Thursday, 16 October 2014

Psalm 57 - From the Cave

This psalm was written by David when he was hiding from Saul in a cave, although whether it cannot be deduced whether it was the cave of Adullam (1 Sam. 22) or the cave at Engedi (1 Sam. 24). As we think about the psalm, three details stand out.

First, there is David’s concept of his God (vv. 1-3). God is his protector, as illustrated in the beautiful illustration of the Lord as a mother bird taking care of her young. David’s faith grasped that his current situation was temporary, even if he did not know how long it would be. It is interesting that Boaz uses the same imagery when he spoke to Ruth, David’s great-grandmother: ‘The LORD repay you for what you have done, and a full reward be given you by the LORD, the God of Israel, under whose wings you have come to take refuge!’ (Ruth 2:12).

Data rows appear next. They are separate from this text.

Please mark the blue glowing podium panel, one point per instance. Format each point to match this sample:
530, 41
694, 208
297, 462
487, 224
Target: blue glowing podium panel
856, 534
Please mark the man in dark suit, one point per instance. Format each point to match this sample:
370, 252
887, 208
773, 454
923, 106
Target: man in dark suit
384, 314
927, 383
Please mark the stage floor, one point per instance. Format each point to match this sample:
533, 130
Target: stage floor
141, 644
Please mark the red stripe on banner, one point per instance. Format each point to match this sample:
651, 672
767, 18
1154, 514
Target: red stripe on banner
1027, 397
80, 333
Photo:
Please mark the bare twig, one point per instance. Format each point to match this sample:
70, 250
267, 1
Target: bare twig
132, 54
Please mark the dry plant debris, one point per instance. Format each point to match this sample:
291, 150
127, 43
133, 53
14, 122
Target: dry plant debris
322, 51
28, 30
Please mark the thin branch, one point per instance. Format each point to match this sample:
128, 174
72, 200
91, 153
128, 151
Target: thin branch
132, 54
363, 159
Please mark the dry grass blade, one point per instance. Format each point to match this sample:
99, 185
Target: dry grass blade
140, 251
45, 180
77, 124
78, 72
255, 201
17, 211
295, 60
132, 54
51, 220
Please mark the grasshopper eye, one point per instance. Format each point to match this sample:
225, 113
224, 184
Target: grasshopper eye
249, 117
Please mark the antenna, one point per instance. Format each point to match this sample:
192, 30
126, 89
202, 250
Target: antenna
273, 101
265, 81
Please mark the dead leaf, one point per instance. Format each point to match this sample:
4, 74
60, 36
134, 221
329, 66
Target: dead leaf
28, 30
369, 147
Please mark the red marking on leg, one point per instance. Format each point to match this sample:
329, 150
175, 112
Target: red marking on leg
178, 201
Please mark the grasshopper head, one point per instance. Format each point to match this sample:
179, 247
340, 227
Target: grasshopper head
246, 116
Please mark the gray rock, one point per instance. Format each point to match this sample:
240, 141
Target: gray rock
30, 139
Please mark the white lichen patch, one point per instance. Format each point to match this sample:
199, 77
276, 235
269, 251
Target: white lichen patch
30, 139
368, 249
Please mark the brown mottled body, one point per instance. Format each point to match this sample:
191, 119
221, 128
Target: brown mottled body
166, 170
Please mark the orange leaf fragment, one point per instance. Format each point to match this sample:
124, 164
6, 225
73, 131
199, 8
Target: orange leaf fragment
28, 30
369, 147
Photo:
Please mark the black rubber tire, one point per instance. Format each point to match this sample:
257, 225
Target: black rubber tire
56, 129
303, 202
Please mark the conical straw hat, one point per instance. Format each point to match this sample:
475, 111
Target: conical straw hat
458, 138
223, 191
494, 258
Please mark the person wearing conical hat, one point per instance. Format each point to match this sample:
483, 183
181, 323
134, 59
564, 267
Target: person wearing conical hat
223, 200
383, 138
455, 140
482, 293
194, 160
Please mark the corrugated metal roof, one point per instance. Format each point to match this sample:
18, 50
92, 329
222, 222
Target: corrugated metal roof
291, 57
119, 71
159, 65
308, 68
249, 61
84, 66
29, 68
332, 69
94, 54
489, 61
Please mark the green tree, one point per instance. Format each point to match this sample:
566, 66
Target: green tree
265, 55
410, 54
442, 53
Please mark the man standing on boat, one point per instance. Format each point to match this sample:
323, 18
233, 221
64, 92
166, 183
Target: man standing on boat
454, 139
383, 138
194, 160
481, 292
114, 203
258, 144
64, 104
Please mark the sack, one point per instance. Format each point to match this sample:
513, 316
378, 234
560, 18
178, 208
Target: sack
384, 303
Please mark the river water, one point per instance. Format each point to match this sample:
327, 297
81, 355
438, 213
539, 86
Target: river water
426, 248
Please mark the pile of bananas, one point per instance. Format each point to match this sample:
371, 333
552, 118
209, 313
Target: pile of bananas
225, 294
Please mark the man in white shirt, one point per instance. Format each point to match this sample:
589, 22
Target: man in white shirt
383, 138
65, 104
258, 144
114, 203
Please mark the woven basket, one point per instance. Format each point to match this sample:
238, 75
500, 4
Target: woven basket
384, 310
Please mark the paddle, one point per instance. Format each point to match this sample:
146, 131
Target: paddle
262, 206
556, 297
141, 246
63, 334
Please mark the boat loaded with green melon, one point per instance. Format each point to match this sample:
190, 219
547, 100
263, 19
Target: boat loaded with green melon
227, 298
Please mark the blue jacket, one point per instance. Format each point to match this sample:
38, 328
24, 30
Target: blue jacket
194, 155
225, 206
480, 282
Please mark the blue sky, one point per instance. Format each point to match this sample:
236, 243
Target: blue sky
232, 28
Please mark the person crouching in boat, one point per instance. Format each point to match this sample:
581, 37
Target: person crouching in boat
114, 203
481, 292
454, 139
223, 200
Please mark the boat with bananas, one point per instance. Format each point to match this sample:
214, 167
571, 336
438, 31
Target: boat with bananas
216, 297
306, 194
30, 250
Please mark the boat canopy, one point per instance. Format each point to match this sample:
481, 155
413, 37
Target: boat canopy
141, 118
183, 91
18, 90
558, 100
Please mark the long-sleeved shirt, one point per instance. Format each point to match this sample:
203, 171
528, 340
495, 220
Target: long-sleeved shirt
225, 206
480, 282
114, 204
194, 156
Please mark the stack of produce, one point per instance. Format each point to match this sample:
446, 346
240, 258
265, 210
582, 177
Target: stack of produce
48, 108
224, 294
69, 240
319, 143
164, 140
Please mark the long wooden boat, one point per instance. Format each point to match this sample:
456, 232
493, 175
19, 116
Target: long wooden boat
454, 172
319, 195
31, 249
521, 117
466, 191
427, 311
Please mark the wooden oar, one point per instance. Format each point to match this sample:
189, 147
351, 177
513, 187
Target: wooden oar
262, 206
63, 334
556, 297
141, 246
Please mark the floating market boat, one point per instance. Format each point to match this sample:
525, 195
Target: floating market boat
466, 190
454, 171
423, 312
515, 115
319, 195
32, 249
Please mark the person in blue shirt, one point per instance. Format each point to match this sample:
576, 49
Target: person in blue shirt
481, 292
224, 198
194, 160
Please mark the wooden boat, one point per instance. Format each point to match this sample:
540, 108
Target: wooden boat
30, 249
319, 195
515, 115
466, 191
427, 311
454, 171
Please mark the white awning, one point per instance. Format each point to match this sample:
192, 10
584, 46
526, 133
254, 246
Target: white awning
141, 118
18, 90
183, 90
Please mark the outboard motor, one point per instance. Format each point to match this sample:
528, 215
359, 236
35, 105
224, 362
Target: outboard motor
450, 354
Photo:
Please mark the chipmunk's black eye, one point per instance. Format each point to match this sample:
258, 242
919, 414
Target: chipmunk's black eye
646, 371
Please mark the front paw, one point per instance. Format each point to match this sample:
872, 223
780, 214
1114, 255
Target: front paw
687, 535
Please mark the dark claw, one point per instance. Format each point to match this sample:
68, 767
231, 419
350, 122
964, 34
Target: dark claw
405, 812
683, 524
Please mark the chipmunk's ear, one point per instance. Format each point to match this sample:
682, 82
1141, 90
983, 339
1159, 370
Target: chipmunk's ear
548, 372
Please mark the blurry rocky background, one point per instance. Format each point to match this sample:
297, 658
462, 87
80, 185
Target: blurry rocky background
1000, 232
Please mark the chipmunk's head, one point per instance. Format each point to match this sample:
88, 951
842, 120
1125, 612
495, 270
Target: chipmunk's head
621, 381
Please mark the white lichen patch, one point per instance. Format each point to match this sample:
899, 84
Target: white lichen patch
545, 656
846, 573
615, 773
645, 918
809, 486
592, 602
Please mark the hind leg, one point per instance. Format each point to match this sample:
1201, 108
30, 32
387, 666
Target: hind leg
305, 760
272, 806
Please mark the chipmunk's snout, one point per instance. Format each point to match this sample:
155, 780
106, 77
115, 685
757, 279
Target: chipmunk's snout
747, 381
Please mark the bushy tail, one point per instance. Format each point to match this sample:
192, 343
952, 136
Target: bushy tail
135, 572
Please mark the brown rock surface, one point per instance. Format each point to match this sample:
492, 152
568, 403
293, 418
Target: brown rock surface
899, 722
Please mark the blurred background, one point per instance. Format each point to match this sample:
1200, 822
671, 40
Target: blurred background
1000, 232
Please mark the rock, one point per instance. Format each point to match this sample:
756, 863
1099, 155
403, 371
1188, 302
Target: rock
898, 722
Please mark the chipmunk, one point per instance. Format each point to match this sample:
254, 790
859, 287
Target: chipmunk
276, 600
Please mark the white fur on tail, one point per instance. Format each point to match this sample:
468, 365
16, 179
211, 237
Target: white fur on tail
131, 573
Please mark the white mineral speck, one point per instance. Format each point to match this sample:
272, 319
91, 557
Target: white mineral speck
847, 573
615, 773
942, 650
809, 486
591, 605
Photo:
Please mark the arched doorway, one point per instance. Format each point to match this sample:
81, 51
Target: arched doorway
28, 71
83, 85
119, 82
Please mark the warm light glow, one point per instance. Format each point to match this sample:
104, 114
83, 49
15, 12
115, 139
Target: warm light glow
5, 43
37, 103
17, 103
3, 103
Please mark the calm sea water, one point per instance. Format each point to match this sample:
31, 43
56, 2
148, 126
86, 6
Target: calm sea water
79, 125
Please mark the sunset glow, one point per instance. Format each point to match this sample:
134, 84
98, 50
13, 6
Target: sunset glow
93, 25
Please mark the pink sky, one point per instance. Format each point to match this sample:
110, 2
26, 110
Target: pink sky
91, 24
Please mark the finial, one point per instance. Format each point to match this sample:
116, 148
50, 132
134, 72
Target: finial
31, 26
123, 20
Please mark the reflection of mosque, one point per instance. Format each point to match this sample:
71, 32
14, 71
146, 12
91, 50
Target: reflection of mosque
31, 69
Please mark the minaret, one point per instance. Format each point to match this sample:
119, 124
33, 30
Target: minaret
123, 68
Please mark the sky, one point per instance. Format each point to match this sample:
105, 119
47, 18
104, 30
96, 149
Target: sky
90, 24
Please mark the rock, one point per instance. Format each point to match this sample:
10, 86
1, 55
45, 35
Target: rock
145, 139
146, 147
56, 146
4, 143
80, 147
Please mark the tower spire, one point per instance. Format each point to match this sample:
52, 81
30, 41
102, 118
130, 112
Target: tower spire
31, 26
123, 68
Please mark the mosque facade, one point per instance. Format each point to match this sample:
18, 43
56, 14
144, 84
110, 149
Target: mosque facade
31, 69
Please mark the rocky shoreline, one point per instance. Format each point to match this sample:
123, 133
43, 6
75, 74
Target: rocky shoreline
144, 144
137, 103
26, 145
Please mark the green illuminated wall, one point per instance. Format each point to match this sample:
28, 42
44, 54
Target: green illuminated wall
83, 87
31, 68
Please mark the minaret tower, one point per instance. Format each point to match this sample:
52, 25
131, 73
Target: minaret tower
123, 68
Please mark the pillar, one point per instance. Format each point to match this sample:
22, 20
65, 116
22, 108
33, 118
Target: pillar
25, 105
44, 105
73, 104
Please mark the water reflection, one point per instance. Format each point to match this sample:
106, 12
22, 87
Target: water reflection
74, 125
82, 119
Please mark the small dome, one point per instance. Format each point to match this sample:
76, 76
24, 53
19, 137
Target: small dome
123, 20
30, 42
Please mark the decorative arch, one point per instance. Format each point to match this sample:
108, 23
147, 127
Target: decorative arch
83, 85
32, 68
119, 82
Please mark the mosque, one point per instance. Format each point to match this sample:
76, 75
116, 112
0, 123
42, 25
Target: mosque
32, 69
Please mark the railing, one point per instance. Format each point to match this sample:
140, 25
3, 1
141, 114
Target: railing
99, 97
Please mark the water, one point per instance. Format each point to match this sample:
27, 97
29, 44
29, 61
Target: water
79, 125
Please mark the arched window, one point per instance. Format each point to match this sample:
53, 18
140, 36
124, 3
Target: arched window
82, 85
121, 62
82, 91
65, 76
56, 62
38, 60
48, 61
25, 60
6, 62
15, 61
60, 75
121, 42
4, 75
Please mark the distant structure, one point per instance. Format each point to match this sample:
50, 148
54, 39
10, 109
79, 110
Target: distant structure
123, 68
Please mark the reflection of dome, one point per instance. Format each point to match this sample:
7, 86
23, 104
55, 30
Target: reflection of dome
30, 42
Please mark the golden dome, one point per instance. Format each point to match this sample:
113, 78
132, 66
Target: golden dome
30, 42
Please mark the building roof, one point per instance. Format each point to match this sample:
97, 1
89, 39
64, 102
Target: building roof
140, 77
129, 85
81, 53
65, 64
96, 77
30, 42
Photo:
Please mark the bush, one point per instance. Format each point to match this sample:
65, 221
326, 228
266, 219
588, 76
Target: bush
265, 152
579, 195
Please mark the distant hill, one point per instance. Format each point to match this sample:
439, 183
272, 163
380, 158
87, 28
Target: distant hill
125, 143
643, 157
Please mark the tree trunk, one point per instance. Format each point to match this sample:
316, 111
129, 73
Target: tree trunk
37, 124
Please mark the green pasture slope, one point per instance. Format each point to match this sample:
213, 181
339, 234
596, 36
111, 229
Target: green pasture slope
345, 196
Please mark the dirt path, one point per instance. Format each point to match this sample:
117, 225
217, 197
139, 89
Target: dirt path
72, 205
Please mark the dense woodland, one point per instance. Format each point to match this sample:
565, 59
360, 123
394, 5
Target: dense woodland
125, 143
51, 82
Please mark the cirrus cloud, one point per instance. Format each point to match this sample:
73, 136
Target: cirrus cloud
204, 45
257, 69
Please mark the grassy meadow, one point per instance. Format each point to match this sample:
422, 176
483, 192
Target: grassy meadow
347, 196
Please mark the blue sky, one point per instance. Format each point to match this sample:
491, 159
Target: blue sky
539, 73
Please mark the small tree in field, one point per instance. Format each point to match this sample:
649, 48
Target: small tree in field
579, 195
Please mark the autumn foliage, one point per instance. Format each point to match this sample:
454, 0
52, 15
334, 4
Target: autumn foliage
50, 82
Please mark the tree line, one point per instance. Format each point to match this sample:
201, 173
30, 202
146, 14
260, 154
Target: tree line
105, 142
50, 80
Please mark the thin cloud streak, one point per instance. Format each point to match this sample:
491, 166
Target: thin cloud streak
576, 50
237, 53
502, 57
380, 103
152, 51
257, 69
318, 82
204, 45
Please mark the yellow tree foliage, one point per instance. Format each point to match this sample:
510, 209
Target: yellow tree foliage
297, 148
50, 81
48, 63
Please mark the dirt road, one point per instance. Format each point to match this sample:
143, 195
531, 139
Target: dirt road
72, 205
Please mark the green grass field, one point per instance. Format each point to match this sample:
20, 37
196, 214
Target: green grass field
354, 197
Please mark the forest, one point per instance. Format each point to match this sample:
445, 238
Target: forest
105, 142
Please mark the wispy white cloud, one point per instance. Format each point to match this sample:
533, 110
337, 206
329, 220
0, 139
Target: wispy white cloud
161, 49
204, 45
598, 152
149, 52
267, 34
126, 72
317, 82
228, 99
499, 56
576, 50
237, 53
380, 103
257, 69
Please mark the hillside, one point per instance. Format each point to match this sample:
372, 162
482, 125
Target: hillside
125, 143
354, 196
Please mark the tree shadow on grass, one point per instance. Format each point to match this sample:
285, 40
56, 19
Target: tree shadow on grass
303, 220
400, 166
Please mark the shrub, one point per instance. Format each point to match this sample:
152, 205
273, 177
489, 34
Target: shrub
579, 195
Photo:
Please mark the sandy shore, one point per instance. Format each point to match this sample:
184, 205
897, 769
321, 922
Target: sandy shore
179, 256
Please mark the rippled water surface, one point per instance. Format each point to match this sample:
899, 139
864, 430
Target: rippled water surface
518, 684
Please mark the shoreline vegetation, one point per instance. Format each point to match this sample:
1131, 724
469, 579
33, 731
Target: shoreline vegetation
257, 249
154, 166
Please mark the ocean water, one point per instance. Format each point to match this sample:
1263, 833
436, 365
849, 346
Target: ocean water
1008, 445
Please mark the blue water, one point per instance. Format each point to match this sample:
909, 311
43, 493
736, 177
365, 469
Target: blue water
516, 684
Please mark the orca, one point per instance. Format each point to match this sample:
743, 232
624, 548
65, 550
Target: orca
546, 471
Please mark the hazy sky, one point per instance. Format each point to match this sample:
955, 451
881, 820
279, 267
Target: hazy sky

David may have been thinking of the description of God’s help to Israel when they were under threat from enemies: ‘You yourselves have seen what I did to the Egyptians, and how I bore you on eagles’ wings and brought you to myself’ (Exod. 19:4). This is an image of supernatural help. Or David may have been referring to the wings of the cherubim above the mercy seat where the atonement was made. If that is what David meant, then his safety is in a reconciled God.

God also has a purpose for David’s life, although we should note that David’s awareness of this fact did not cause him to be unconcerned about his circumstances; instead it led him to pray. Further God deals with David in pity; divine mercy was the motive for David’s deliverance. Therefore, despite his enemies having confidence in his destruction, he was safe.

Second, there is David’s contempt for his enemies (vv. 4-6). They are fierce, as seen in his description of them as lions. It is their words that he refers to, probably their threatenings. But the Lord came to his rescue and they fell into the trap they had prepared for him. God was working in providence on David’s behalf.

Third, there is David’s confidence about his future (vv. 7-11). Experiencing the Lord’s deliverance from his enemies has helped him develop a united heart in which doubt about his future has been removed. This does not mean that all his difficulties were past, but he now had the confidence in God that enabled him to proceed through them. He resolved to give to God the first hours of the day.

Again David is grateful to the Lord for his mercy in rescuing and protecting him and he realises that the Lord will be true to his covenant promise made to David when Samuel anointed him.

Further he anticipated the day when he would conquer other nations on behalf of God and sing to the Lord in these places. In this he anticipated the Lord Jesus who today sings among the nations the glorious gospel of grace.